SQL Server Data Access Using R

Problem

R is a popular data modelling, analysis and plotting framework that can be used to work with data from a variety of sources. In this tip, we will follow on from SQL Server Data Access using R - Part 1 and show how to perform further data analysis and refinements, demonstrate more R functions, and show how to overlay and multi-plot R graphs. We’ll cover the methods seq, difftime, min and max, the vector object, the colnames method, implicit and explicit type conversions, the match method, for and if loops in R, the nrow and unlist methods, the sqldf package, overlaying graphs in R, multiplot, the concept of functions, the cbind method and using the dplyr methods to JOIN data.

Solution

Configuring the Environment

If you haven’t done so already, you’ll need to follow the steps in SQL Server Data Access Using R - Part 1 to install and configure your R/RStudio environment. You’ll also benefit from following the steps to import and refine the data before following along with the steps provided here. For your convenience, you can also run the R code given below, which will prepare your R environment for the rest of this tip.

install.packages("RODBC")
install.packages("dplyr")
install.packages("ggplot2") 
library("RODBC")
library("dplyr")
library("ggplot2")
conn <- odbcDriverConnect('driver={SQL Server};server=localhost;database=AdventureWorks2012;trusted_connection=true')
data <- sqlQuery(conn, "SELECT * FROM Production.TransactionHistoryArchive;")
data <- select(data, TransactionID, TransactionDate, TransactionType, Quantity, ActualCost)
data <- select(data, TransactionDate, ActualCost)
data <- group_by(data, TransactionDate)
data <- summarize(data, sum(ActualCost))
data <- arrange(data, TransactionDate) %>% as.data.frame 
data <- mutate(data, TransactionDate = as.Date(TransactionDate) )
plot(data$"sum(ActualCost)"~data$TransactionDate, type="h")
colnames(data)[2] <- "TotalCost"
s <- sd(data$TotalCost)
m <- mean(data$TotalCost)
data <- mutate(data, Deviation = TotalCost - m )
plot(data$Deviation~data$TransactionDate, type="h", ylim=c(-100000, 100000))
threshold <- 50000
lowData <- filter(data, TotalCost <= threshold)
highData <- filter(data, TotalCost > threshold)
plot(lowData$TotalCost~lowData$TransactionDate, type="h", ylim=c(min(lowData$TotalCost), max(lowData$TotalCost)))
plot(highData$TotalCost~highData$TransactionDate, type="h", ylim=c(min(highData$TotalCost), max(highData$TotalCost)))
lowPlot <- ggplot(lowData, aes(TransactionDate, TotalCost, fill=TotalCost)) + geom_line(colour="Orange")
lowPlot <- lowPlot + geom_smooth(span = 0.5, colour="Black", show.legend=FALSE)
lowPlot <- lowPlot + geom_smooth(method=lm, colour="Blue", show.legend=FALSE)
lowPlot

Data Analysis

As the avid reader will recall, in the previous tip we left the dataset as a set of three memory-resident data frame objects in R - one containing low-value transactions, one containing high-value transactions, and one containing all transactions, for a select number of columns from the TransactionHistoryArchive table, aggregated day-to-day. We identified an interesting growth trend, and also identified an anomaly where there would be regular days where very large monetary amounts were processed, tens to hundreds of times larger than the norm - this, we partitioned off to the data frame highData for further investigation. It is this anomaly that concerns us today - let us try to find a cause for the regular pattern of these high-value peaks.

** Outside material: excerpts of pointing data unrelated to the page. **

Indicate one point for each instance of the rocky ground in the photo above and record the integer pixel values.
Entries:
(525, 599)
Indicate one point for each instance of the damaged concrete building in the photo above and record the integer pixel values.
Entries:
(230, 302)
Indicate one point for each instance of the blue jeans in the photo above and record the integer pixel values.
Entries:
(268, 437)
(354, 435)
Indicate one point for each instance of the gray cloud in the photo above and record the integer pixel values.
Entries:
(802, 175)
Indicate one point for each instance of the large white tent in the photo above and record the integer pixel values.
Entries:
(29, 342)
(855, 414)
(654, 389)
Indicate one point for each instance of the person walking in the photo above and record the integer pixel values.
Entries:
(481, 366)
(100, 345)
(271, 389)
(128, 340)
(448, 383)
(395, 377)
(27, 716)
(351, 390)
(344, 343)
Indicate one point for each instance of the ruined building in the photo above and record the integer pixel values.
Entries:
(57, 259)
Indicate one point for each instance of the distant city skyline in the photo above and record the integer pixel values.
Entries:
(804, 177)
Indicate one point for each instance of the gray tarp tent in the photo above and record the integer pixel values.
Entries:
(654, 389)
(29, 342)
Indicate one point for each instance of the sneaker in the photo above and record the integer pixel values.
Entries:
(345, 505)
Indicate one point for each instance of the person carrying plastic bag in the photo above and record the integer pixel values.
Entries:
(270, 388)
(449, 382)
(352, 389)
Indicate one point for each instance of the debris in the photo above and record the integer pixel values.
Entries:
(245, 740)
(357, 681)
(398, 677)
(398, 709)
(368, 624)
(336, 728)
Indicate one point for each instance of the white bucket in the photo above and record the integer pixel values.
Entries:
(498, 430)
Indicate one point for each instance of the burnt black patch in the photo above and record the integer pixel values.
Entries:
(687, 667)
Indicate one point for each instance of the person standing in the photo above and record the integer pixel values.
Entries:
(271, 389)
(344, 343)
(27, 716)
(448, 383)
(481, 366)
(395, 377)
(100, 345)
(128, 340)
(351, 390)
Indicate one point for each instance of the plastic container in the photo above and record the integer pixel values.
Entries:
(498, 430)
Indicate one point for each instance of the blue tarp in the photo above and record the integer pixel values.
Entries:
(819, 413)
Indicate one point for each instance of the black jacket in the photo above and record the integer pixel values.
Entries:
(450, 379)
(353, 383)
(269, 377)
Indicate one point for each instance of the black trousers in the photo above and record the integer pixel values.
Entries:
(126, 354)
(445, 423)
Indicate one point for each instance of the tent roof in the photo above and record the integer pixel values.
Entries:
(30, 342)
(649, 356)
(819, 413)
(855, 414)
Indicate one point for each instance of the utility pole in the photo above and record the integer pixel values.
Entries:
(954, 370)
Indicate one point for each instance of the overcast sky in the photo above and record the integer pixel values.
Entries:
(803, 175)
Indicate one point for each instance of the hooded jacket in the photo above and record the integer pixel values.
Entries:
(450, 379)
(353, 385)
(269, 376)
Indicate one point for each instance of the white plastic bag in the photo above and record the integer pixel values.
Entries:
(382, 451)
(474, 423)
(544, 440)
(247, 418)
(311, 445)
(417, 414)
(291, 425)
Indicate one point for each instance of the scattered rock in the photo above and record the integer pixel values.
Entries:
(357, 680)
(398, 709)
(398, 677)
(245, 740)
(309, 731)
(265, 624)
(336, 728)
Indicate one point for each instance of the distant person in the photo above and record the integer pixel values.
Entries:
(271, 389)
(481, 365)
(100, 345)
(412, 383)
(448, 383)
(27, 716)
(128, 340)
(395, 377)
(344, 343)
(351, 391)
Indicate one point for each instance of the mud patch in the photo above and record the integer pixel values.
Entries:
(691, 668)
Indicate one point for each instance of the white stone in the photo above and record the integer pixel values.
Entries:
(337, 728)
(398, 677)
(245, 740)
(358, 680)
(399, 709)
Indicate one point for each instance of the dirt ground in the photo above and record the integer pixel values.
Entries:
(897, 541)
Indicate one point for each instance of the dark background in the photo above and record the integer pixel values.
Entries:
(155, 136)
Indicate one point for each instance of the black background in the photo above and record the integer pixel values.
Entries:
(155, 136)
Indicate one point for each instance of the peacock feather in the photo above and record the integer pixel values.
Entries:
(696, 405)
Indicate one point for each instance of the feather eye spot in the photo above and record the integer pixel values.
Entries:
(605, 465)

To get started, click on the highData environment variable (top-right window), and let’s take a look at the dataset in the Data Explorer tab which opens. Here are the top ten rows:

Notice anything interesting? We can visually inspect the data and see there’s a gap of approximately 1 calendar month between these high-value sets. We might establish a hypothetical question that is testable - are these regular spikes of transactional activity monthly, or does it only appear that way from a short sample?

First, create a vector containing every single possible day between the minimum and maximum values in our highData data set

datesSequence <- seq(as.Date(min(highData$TransactionDate), format = "%d/%m/%Y"), by = "days", length = (difftime(max(highData$TransactionDate), min(highData$TransactionDate), units="days")))

This results in a one-dimensional vector called datesSequence. You can see from the code we are using a method called seq - this method simply generates a sequence according to the parameters we feed into it. Here, we are asking for a date range, starting from the minimum date in the highData data set, delineated by days, and with the length equal to the number of days between the minimum and maximum dates in the highData data set (the range). For more information on seq, type ?seq into the console window.

Now let’s extract our dates from the highData data set into another object called knownDates. We don’t strictly need to do this but it’s easier to work with.

knownDates <- c(highData$TransactionDate)

Great, so we now have two objects, datesSequence and knownDates, and we’d like to analyse these in some way to compare the knownDates against the datesSequence to illustrate when these transactions occurred - just like marking a calendar.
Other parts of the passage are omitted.